Le ton est d'ailleurs oscillant : tantôt film médiéval d'aventure enlevé, musique noble et new-âge (simili mystico-médiévale) et classique (la BO d'Eric Lévi dit tout du mélange des genres du film et est excellente), costumes crédibles, décor classieux (cité médiévale de Carcassonne), mise en scène cape et épée, tantôt un enchainement de facéties et de blagues lourdaudes, et parfois même des scènes plus sombres et étranges ou des plus romantiques et sentimentales. C'est certainement la grande force du film, qui, fort de ces registres différents, tant dans le style et dans le ton, parvient à en sublimer l'art comique.
Ainsi, le film commence par une bataille entre Anglais et Français, puis par l'adoubement d'un chevalier par le roi de France qui lui offre une des plus belles princesses du Royaume en "espousailles". Et soudainement, par le truchement du fantastique, une sorcière maléfique arrêtée par le preux chevalier, dans une scène inquiétante, qu'on croirait sortir d'un obscur conte médiéval, vient troubler le chevalier qui tue son futur beau-père car victime d'hallucinations. Pour se racheter, le chevalier convoque un mage qui l'envoie dans le passé pour réparer sa faute. Mais voilà, le vieux magicien qui "gatouille" a "ommis les oeufs de caille". La potion est ratée. Voici le chevalier et son écuyer en 1990. Et tout commence, et tout dérive.

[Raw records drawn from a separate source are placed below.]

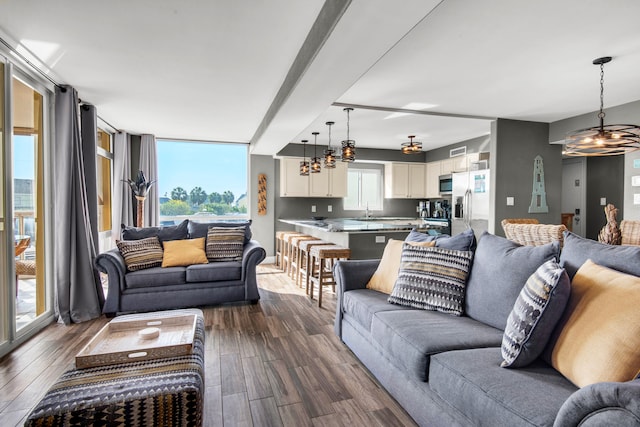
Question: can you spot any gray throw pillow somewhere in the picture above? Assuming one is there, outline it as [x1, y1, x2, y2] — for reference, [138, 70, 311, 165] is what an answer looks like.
[121, 219, 189, 243]
[189, 220, 253, 244]
[388, 243, 473, 316]
[465, 232, 560, 331]
[500, 260, 571, 368]
[560, 231, 640, 279]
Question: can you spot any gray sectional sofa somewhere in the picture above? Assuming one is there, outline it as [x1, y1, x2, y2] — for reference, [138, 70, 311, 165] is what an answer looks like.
[334, 233, 640, 427]
[96, 220, 266, 316]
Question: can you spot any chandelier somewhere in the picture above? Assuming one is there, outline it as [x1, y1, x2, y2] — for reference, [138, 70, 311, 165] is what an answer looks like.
[311, 132, 322, 173]
[341, 107, 356, 162]
[564, 56, 640, 156]
[300, 139, 309, 176]
[401, 135, 422, 154]
[324, 122, 336, 169]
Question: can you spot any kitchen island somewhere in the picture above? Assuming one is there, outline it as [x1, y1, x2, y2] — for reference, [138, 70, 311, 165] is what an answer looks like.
[279, 217, 448, 259]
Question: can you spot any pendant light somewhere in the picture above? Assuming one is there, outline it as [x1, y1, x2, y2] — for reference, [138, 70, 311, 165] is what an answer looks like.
[341, 107, 356, 162]
[300, 139, 309, 176]
[564, 56, 640, 156]
[324, 122, 336, 169]
[402, 135, 422, 154]
[311, 132, 322, 173]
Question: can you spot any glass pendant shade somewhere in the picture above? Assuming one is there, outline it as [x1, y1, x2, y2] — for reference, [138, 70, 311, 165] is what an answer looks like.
[563, 56, 640, 156]
[310, 132, 322, 173]
[323, 122, 336, 169]
[341, 107, 356, 162]
[401, 135, 422, 154]
[300, 139, 309, 176]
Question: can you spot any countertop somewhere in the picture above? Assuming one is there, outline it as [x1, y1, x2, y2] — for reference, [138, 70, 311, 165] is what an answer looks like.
[280, 217, 446, 232]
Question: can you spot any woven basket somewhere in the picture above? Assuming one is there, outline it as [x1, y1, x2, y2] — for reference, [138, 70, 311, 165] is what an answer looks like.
[620, 219, 640, 246]
[502, 221, 567, 246]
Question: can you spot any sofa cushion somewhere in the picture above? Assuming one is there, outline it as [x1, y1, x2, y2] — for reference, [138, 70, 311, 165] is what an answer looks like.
[342, 289, 410, 331]
[547, 260, 640, 387]
[429, 348, 577, 427]
[367, 239, 436, 294]
[560, 231, 640, 278]
[389, 243, 473, 316]
[187, 261, 242, 283]
[124, 267, 186, 290]
[206, 227, 245, 262]
[188, 220, 253, 244]
[116, 236, 163, 271]
[162, 237, 209, 267]
[121, 219, 189, 243]
[371, 310, 502, 381]
[465, 232, 560, 330]
[501, 260, 571, 368]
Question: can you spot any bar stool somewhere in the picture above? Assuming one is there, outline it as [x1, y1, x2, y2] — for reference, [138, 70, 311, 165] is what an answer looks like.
[287, 234, 317, 283]
[282, 231, 308, 276]
[295, 239, 333, 292]
[307, 245, 351, 307]
[276, 231, 302, 271]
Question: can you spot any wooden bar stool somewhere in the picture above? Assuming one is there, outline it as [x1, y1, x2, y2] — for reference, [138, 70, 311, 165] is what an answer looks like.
[287, 234, 317, 283]
[276, 231, 302, 271]
[295, 239, 333, 292]
[307, 245, 351, 307]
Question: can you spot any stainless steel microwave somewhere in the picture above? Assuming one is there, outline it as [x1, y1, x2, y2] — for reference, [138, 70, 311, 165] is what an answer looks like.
[438, 174, 453, 196]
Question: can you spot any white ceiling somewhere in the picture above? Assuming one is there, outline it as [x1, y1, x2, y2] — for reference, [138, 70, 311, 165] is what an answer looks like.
[0, 0, 640, 154]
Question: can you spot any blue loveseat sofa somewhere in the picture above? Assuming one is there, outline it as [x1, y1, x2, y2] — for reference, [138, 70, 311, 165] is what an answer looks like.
[334, 233, 640, 427]
[96, 220, 266, 316]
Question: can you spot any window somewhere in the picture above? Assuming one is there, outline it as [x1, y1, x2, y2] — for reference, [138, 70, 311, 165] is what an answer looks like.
[344, 165, 383, 211]
[157, 139, 249, 224]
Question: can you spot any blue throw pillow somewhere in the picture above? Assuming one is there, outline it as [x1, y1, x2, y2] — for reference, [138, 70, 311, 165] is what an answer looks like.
[500, 260, 571, 368]
[464, 232, 560, 331]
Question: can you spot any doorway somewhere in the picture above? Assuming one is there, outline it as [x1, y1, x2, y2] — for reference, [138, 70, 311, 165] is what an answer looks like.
[561, 158, 587, 237]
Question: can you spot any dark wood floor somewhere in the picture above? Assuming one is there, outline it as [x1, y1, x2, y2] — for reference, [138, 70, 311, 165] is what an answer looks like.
[0, 265, 415, 427]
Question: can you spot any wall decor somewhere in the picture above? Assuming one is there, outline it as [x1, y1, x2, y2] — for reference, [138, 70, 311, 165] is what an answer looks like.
[529, 154, 549, 213]
[258, 173, 267, 215]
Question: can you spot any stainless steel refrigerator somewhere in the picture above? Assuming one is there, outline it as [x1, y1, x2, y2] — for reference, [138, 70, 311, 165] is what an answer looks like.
[451, 169, 491, 238]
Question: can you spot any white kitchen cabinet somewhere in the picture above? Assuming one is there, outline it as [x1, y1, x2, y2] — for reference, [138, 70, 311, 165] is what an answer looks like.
[309, 162, 348, 197]
[384, 162, 426, 199]
[425, 161, 442, 199]
[280, 157, 309, 197]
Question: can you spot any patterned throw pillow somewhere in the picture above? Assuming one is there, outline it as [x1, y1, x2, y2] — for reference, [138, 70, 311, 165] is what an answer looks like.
[388, 243, 473, 316]
[116, 236, 162, 271]
[500, 260, 571, 368]
[207, 227, 245, 262]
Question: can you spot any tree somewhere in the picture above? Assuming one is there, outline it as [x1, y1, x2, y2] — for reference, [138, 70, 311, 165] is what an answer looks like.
[209, 191, 222, 203]
[189, 187, 207, 206]
[171, 187, 189, 202]
[160, 199, 191, 216]
[222, 190, 236, 205]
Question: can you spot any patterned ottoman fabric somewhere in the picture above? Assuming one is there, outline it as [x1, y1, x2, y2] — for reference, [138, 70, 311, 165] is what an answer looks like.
[25, 309, 204, 426]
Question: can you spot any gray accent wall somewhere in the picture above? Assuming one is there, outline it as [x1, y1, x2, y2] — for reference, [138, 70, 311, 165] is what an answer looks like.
[489, 119, 562, 236]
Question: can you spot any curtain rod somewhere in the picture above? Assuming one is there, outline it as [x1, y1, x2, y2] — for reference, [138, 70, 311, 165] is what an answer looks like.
[0, 37, 122, 132]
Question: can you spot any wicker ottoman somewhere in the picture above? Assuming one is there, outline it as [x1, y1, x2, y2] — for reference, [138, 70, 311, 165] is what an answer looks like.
[25, 309, 204, 426]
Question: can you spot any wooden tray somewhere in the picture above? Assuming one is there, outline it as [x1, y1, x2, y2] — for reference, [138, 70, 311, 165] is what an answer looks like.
[76, 314, 197, 369]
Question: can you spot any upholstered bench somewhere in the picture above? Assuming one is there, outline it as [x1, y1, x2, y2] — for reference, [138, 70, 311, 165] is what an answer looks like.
[25, 309, 204, 426]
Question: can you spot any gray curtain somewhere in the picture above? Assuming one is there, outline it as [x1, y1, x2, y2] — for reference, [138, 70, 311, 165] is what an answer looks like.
[136, 134, 160, 227]
[53, 86, 104, 324]
[111, 132, 138, 240]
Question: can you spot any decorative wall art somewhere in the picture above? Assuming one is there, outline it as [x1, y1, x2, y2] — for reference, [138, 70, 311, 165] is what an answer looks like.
[258, 173, 267, 215]
[529, 154, 549, 213]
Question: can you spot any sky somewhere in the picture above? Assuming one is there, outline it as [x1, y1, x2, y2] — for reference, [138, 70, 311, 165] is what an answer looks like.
[157, 139, 248, 199]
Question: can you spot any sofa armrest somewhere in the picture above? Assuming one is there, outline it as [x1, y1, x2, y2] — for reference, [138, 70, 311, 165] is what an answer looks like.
[95, 249, 127, 314]
[242, 239, 267, 302]
[553, 378, 640, 427]
[333, 259, 380, 339]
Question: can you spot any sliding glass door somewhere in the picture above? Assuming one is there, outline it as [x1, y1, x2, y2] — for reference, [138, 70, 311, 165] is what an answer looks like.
[0, 57, 51, 355]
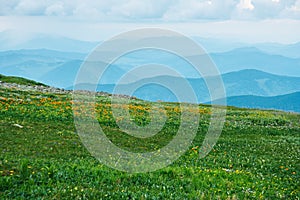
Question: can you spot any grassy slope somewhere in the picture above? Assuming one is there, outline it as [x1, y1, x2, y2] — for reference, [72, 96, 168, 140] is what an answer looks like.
[0, 74, 46, 86]
[0, 82, 300, 199]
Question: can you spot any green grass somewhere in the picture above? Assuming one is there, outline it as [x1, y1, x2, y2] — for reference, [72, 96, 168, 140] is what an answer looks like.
[0, 88, 300, 199]
[0, 74, 46, 86]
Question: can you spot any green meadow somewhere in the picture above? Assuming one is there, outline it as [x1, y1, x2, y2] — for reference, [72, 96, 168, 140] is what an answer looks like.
[0, 77, 300, 199]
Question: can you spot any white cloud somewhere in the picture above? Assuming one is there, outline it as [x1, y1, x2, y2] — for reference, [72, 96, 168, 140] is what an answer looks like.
[0, 0, 300, 22]
[236, 0, 255, 10]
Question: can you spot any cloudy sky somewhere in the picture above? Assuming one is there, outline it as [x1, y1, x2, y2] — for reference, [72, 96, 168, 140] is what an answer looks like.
[0, 0, 300, 43]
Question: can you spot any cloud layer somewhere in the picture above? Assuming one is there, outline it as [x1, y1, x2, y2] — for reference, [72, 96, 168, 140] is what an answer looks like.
[0, 0, 300, 21]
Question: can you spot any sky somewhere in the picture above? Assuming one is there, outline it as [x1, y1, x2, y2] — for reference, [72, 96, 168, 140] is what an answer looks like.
[0, 0, 300, 43]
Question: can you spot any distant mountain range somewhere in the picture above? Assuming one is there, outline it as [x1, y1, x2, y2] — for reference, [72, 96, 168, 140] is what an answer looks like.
[0, 32, 300, 111]
[0, 47, 300, 88]
[67, 70, 300, 103]
[209, 92, 300, 113]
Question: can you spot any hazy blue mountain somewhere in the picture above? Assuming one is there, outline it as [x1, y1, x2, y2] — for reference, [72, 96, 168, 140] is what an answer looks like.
[254, 42, 300, 58]
[68, 70, 300, 103]
[0, 49, 86, 82]
[216, 92, 300, 112]
[0, 31, 99, 53]
[211, 47, 300, 76]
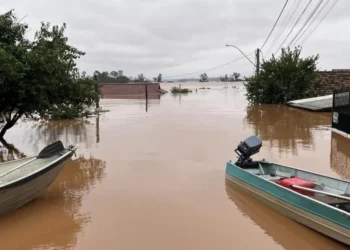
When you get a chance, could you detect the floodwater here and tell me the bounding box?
[0,83,350,250]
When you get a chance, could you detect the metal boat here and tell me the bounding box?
[0,141,78,215]
[226,136,350,245]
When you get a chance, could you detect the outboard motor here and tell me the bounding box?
[235,136,262,167]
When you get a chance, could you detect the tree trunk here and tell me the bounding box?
[0,113,22,139]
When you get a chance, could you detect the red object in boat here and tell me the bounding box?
[276,177,316,196]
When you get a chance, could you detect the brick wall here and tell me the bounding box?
[315,69,350,95]
[101,83,160,98]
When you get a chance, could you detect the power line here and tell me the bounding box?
[266,0,301,55]
[288,0,323,47]
[260,0,289,50]
[163,51,255,79]
[300,0,338,45]
[294,0,332,45]
[275,0,312,54]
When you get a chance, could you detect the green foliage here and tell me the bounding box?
[232,72,241,81]
[0,11,98,138]
[199,73,209,82]
[157,74,163,82]
[170,87,192,94]
[245,47,319,104]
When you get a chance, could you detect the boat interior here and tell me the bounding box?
[244,161,350,213]
[235,136,350,213]
[0,155,60,187]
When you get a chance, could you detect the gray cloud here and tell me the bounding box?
[0,0,350,78]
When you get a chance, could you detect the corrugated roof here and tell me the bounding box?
[287,95,333,111]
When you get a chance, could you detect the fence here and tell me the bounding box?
[332,91,350,134]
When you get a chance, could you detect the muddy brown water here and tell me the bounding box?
[0,83,350,250]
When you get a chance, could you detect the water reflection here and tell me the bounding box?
[225,180,347,250]
[330,132,350,180]
[0,156,105,250]
[244,105,331,154]
[25,116,100,151]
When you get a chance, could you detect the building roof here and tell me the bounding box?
[287,95,333,111]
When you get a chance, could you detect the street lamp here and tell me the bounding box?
[226,44,256,67]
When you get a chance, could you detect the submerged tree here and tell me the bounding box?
[0,10,98,138]
[199,73,209,82]
[245,47,319,104]
[232,72,241,81]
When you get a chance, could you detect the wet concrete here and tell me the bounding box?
[0,83,350,250]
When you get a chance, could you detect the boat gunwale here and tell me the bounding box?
[0,145,78,191]
[228,161,350,218]
[258,160,350,184]
[0,156,36,167]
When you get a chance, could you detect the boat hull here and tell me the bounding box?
[0,154,72,216]
[226,163,350,245]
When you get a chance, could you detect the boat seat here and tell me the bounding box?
[276,169,292,178]
[259,174,281,181]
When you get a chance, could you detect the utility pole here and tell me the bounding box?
[256,49,260,77]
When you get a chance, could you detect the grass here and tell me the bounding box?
[170,87,192,94]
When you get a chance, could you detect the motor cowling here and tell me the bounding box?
[235,136,262,164]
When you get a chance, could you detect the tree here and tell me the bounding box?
[0,10,98,138]
[232,72,241,81]
[157,74,162,82]
[245,47,319,104]
[135,73,145,82]
[199,73,209,82]
[110,71,118,78]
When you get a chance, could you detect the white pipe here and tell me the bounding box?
[0,157,37,178]
[292,185,350,201]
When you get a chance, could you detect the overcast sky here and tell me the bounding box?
[0,0,350,78]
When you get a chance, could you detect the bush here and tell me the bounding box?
[244,47,319,104]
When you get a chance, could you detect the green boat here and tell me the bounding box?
[226,136,350,245]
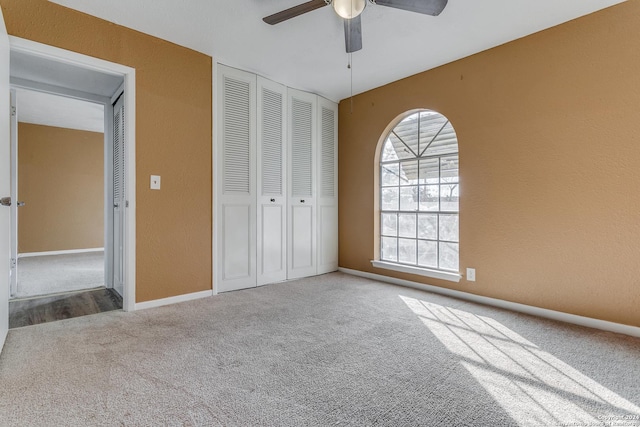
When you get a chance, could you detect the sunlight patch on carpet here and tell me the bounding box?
[400,296,640,426]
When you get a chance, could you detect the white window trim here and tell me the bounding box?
[371,259,462,283]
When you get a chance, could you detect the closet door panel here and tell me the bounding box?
[214,65,256,292]
[317,97,338,274]
[257,77,287,286]
[287,89,317,279]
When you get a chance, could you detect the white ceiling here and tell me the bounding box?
[50,0,624,101]
[16,89,104,133]
[9,50,124,98]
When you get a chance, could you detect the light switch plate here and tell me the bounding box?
[467,268,476,282]
[151,175,160,190]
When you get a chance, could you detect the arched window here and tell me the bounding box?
[379,110,460,277]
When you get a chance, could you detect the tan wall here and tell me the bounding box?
[339,2,640,326]
[0,0,212,302]
[18,123,104,253]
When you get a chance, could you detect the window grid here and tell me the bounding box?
[379,113,459,271]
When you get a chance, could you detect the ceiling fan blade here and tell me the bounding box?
[374,0,448,16]
[344,15,362,53]
[262,0,327,25]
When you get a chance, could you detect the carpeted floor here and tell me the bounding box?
[14,251,104,298]
[0,273,640,427]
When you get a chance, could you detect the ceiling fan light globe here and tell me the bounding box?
[331,0,367,19]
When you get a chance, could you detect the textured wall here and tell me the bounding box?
[0,0,212,302]
[18,123,104,253]
[339,2,640,326]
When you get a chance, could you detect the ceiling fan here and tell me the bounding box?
[262,0,448,53]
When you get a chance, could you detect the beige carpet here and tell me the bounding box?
[0,273,640,427]
[15,251,104,298]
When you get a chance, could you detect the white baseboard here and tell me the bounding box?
[134,290,213,310]
[18,248,104,258]
[338,267,640,337]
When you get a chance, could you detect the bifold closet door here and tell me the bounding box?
[316,97,338,274]
[112,94,127,295]
[216,66,256,292]
[257,77,287,286]
[287,89,317,279]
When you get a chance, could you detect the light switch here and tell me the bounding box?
[151,175,160,190]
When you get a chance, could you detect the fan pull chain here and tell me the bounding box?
[347,52,353,114]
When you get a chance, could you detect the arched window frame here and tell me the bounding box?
[372,109,461,282]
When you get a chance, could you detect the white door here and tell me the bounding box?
[0,9,11,351]
[257,77,287,286]
[287,89,317,279]
[113,94,127,296]
[216,65,257,292]
[9,89,18,297]
[317,97,338,274]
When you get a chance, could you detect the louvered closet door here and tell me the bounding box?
[257,77,287,286]
[316,97,338,274]
[287,89,317,279]
[113,95,126,295]
[214,66,256,292]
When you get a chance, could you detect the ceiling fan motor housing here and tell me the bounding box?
[331,0,367,19]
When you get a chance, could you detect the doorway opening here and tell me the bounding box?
[10,38,135,327]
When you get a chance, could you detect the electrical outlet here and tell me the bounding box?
[151,175,160,190]
[467,268,476,282]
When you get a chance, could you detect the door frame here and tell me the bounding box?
[9,36,136,311]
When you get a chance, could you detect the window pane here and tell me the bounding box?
[393,114,419,157]
[382,187,399,211]
[439,214,458,242]
[440,184,459,212]
[382,138,398,162]
[420,185,440,211]
[418,240,438,268]
[425,123,458,156]
[380,163,400,187]
[380,237,398,262]
[420,158,440,184]
[420,111,447,153]
[400,186,418,211]
[418,214,438,240]
[398,214,416,239]
[440,242,458,271]
[382,214,398,236]
[389,133,416,160]
[440,156,458,182]
[398,239,416,264]
[400,160,418,185]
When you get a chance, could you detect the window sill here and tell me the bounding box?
[371,260,462,283]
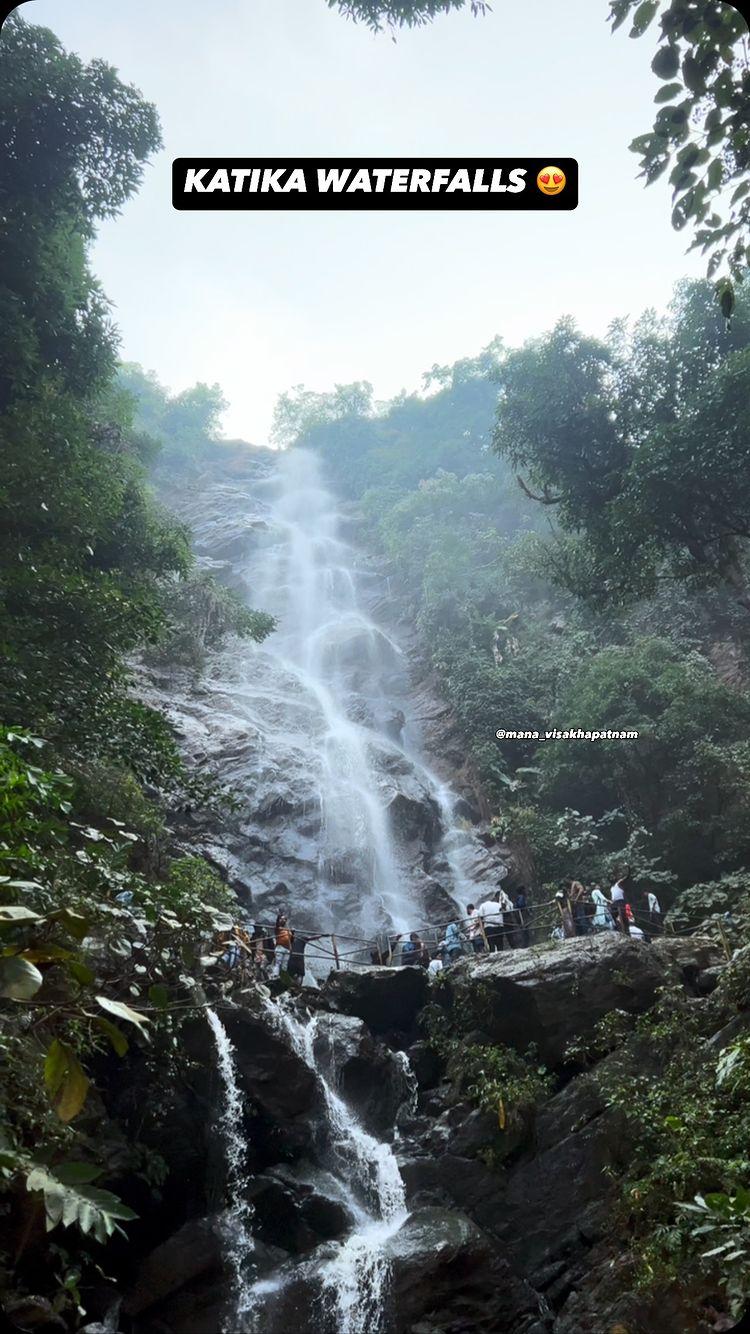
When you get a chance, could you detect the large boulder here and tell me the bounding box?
[384,1207,543,1334]
[323,966,428,1033]
[124,1214,223,1317]
[440,932,717,1067]
[314,1014,410,1137]
[184,996,319,1123]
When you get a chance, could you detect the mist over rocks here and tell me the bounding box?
[137,448,508,943]
[118,938,731,1334]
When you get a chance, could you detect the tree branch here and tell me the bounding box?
[515,472,563,504]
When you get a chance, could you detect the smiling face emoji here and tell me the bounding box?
[536,167,565,195]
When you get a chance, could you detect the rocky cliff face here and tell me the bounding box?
[124,935,717,1334]
[139,450,507,938]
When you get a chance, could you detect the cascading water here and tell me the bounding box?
[268,1005,407,1334]
[206,1007,254,1334]
[174,450,504,949]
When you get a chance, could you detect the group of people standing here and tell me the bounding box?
[219,867,662,982]
[552,867,663,940]
[388,886,531,972]
[220,880,319,982]
[392,867,662,972]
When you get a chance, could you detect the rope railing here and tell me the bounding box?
[220,898,730,970]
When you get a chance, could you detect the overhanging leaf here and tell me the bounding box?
[0,903,44,926]
[44,1038,89,1122]
[0,955,44,1001]
[96,996,151,1034]
[96,1017,129,1057]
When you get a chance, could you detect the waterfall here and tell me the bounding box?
[268,1003,407,1334]
[206,1007,254,1334]
[169,448,507,955]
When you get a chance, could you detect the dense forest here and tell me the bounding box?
[276,283,750,908]
[0,0,750,1330]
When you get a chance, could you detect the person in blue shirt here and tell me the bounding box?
[439,922,463,963]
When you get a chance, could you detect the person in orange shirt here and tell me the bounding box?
[271,912,294,978]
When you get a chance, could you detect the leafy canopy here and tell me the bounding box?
[494,283,750,608]
[610,0,750,304]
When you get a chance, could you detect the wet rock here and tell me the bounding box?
[184,994,319,1123]
[406,1042,443,1089]
[314,1014,408,1137]
[447,932,717,1067]
[387,778,442,847]
[124,1214,222,1315]
[384,1207,539,1334]
[248,1173,352,1255]
[323,967,428,1033]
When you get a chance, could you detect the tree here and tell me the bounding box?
[326,0,490,32]
[117,362,227,464]
[0,13,160,410]
[494,287,750,610]
[0,15,191,744]
[610,0,750,305]
[271,380,372,446]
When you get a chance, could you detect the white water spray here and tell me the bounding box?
[206,1009,254,1334]
[268,1005,407,1334]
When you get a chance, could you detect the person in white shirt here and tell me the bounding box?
[610,867,630,935]
[646,890,662,935]
[479,890,512,951]
[466,903,484,954]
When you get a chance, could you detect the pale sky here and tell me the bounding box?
[21,0,703,444]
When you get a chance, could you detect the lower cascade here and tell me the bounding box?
[206,1006,254,1334]
[260,1005,407,1334]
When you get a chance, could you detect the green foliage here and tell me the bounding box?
[591,988,750,1313]
[326,0,490,32]
[422,986,552,1131]
[682,1187,750,1318]
[116,362,227,471]
[494,284,750,607]
[667,871,750,932]
[0,731,234,1241]
[0,13,160,411]
[25,1163,137,1243]
[539,639,750,875]
[145,571,275,670]
[610,0,750,290]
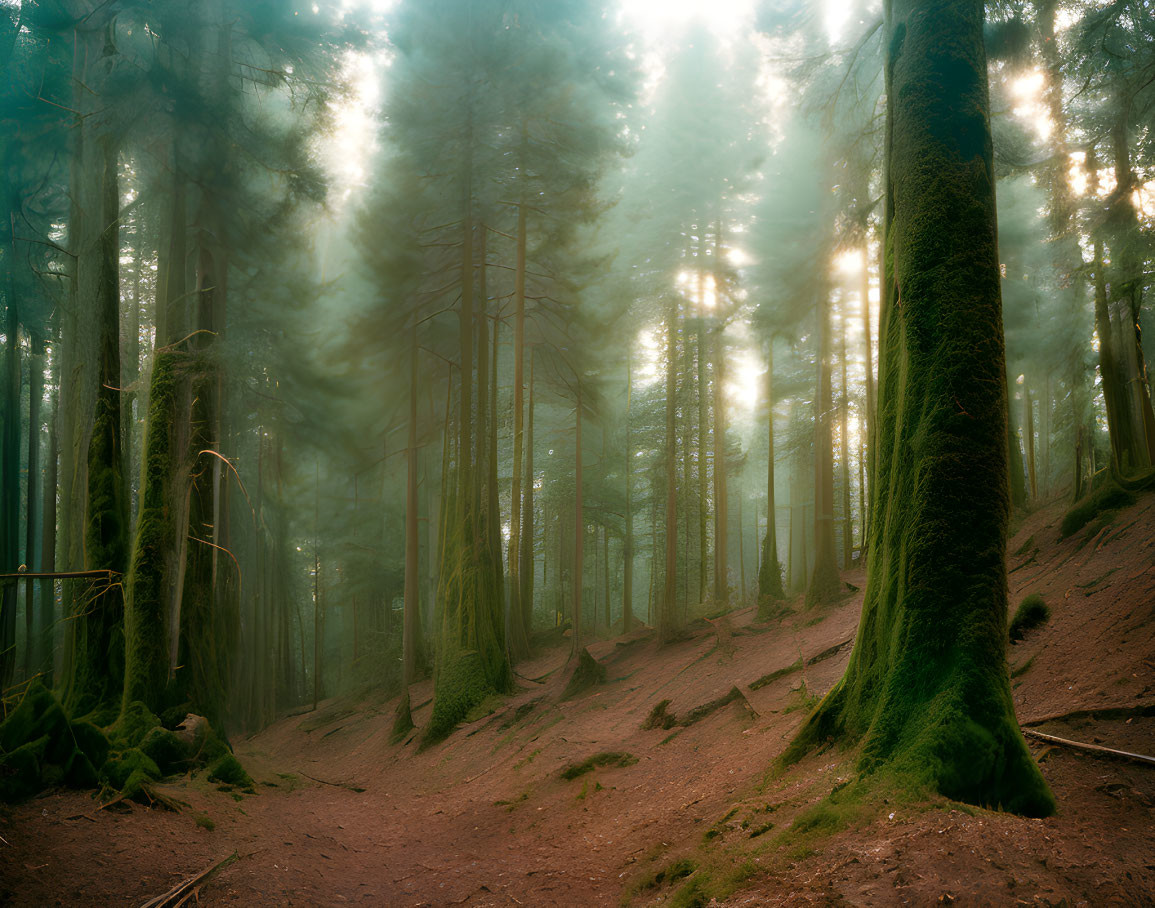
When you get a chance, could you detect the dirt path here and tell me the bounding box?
[0,498,1155,906]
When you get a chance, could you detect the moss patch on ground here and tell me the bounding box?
[561,751,638,781]
[1007,593,1051,643]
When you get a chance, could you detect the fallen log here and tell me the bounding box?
[1022,728,1155,766]
[141,851,237,908]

Car le liant est évidemment le rire. Le film est un condensé de scènes cultes, tellement françaises, presque franchouillardes par moment, qu'on ne peut que rire aux éclats, devant la flopée de personnages ridicules, de gueules pas possibles, de costumes kitsch à souhait, de Godefroy à Jacquouille, en passant par Jacquart et le docteur Goulard, sans oublier "dame Ginette" et la "Béatrice de Montmirail", respectivement incarnées par Marie-Anne Chazel et Valérie Lemercier, excellentes ; chaque protagoniste ayant des petits moments et des répliques qui font mouche. Bien entendu, le rire est issu de ce condensé de registres et de genres, bien au-delà des personnages, car confronter un chevalier et son écuyer à l'époque contemporaine ne peut que conduire à des situations burlesques. La scène la plus célèbre du film est évidemment lorsque Jacquouille, cultissime Christian Clavier, croise la route, littéralement, d'une camionnette de la poste, et hurle "Un sarrasin" en voyant le postier noir émerger du véhicule avant d'attaquer "la chariotte ferrée" à coups de bûche. Le film est ensuite une succession de scènes d'anthologies ("jour/nuit", les toilettes...), toutes aussi impossibles les unes que les autres par cette tonalité fantastique. Le duo Clavier/Reno, Laurel et Hardy en somme, l'un ridicule, l'autre qui se prend au sérieux, fonctionne parfaitement et le rapport seigneur/courtisan est aboli par la complicité nécessitée par la situation improbable. Le film jouera d'ailleurs de ce rapport maitre et esclave tout au long de l'intrigue. Le rire passe évidemment par le décalage du vocabulaire, et le chapelet de répliques drolatiques. Le vocabulaire, semi-fictif, semi-médiéval, employé par les deux héros étant un perpétuel moyen de rire de bon coeur : "tiens la gueuse", "debout maraud !". Certaines formules sont même joliment inventées : "Sire, je suis votre éternel abonné". Le film par ailleurs sait aussi faire dans la satire sociale, tapant sur l'ensemble des personnages du film, tout aussi ridicules les uns que les autres, les grands bourgeois, les aristos, les gueux. Tous égaux au banquet du rire, tous bouffons du roi. On est parfois dans le mauvais goût et le film manque assurément de finesse par instants, sans importance, car son comique repose d'abord sur les situations.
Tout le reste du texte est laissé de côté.